Despite the hype that the reshoring of manufacturing production is on the rise, the numbers show otherwise. That's the conclusion of the 2014 A.T. Kearney Reshoring Index, the first in a series of studies looking objectively at the rate and pace of the return of manufacturing operations to the U.S.
The A.T. Kearney Reshoring Index measures the change in ratio between U.S. manufacturing imports and gross output over time. As source material, it uses the aggregation of a decade of watching shifts in reshoring and understanding the reasons behind it, using primary data from a proprietary survey administered to senior executives of global corporations as well as reshoring information reported in the media. Respondents include C-level executives and regional and business heads, across all industry sectors.
The index depicts flows of capital, not shifts in physical assets or employment levels. It represents the choice that U.S. executives make between domestic production and offshore production to meet domestic and U.S. demand. It is intended to normalize changes in market demand: an increase in U.S. manufacturing does not equal an increase in reshoring. Manufactured goods flows are tracked over a 10-year period to show the change in ratio between U.S. manufacturing imports and gross output during that time period. The index is actually expected to show a year-over-year decline, lower by 20 basis points from 2013, as offshoring to foreign manufacturing markets outpaces reshoring.
Patrick Van den Bossche, A.T. Kearney partner and leader of the firm's Americas Strategic Operations Practice and co-author of the index, notes, "Our goal was to find out for ourselves whether companies are indeed leaning toward reshoring operations, and if so, what motivators are driving them. We've been following these questions with interest since 2010, and have a growing database of 700+ reshoring cases across all industries."

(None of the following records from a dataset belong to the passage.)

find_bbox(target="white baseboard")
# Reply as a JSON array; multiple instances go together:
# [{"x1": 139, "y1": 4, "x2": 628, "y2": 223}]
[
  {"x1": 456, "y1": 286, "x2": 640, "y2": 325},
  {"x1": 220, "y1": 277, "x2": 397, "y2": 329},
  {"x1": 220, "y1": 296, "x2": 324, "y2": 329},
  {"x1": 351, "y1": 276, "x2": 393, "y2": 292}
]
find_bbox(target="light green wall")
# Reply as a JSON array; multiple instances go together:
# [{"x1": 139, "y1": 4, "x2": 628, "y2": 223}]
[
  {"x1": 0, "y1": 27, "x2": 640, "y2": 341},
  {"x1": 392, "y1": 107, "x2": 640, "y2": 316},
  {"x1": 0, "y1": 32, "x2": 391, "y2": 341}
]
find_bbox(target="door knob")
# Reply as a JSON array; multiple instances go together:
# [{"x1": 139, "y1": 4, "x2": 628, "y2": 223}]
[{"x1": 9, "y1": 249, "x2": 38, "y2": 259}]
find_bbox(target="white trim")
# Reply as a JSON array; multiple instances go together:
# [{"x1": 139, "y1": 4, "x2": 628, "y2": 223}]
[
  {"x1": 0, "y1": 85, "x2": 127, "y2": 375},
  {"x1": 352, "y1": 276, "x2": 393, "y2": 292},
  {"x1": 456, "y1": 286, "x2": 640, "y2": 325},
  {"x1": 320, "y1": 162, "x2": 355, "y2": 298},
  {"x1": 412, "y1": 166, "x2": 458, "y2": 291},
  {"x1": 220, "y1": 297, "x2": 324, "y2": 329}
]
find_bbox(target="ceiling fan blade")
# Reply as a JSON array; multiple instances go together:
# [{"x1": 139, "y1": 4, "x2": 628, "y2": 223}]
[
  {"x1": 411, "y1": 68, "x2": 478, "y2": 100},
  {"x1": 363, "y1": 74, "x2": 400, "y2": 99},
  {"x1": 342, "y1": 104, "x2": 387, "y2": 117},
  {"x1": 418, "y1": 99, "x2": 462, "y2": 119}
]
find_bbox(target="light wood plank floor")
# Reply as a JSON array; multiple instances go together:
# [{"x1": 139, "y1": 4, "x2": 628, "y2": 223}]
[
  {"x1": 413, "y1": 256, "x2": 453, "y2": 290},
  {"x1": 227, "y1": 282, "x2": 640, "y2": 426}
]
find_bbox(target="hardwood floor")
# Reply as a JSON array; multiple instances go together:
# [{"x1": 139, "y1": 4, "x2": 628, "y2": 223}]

Pramod Gupta, A.T. Kearney principal and study co-author, commented, "While the so-called reshoring trend has helped improve the mood of U.S. manufacturing since the recession, the reality is that the import value of manufactured goods into the U.S. from 14 low-cost Asian countries has grown at an average of 8% per year in the last five years.
"The 2014 Reshoring Index is not only an indicator of U.S. manufacturing capital flow, but also how the U.S. stacks up in terms of attractiveness as a source of manufactured products versus countries like China, Bangladesh, and Cambodia," Gupta added.
Key highlights of the index include:
- The top three reshoring industries, as measured by the number of cases in A.T. Kearney's database, are electrical equipment, appliance,and component manufacturing, with 15% of the cases; transportation equipment manufacturing, with 15%; and apparel manufacturing, which previously had not been expected ever to come back, with 12%.
- Improvement in delivery time led the reasons executives gave in favor of reshoring, with quality improvement a close second, followed by brand/image.
- While there has been an overall lift in U.S. manufacturing for five straight years since 2009, imports of offshored manufactured goods into the U.S. have increased at a faster rate than any return of manufacturing operations to our soil, and, for the 14 top offshoring locations combined, amounted to $640 billion in 2013.
Those 14 top offshoring locations (China, Taiwan, Malaysia, India, Vietnam, Thailand, Indonesia, Singapore, Philippines, Bangladesh, Pakistan, Hong Kong, Sri Lanka, and Cambodia) are also included in the study, along with a tracking of the year-over-year change in manufacturing import ratio from 2004 through 2014.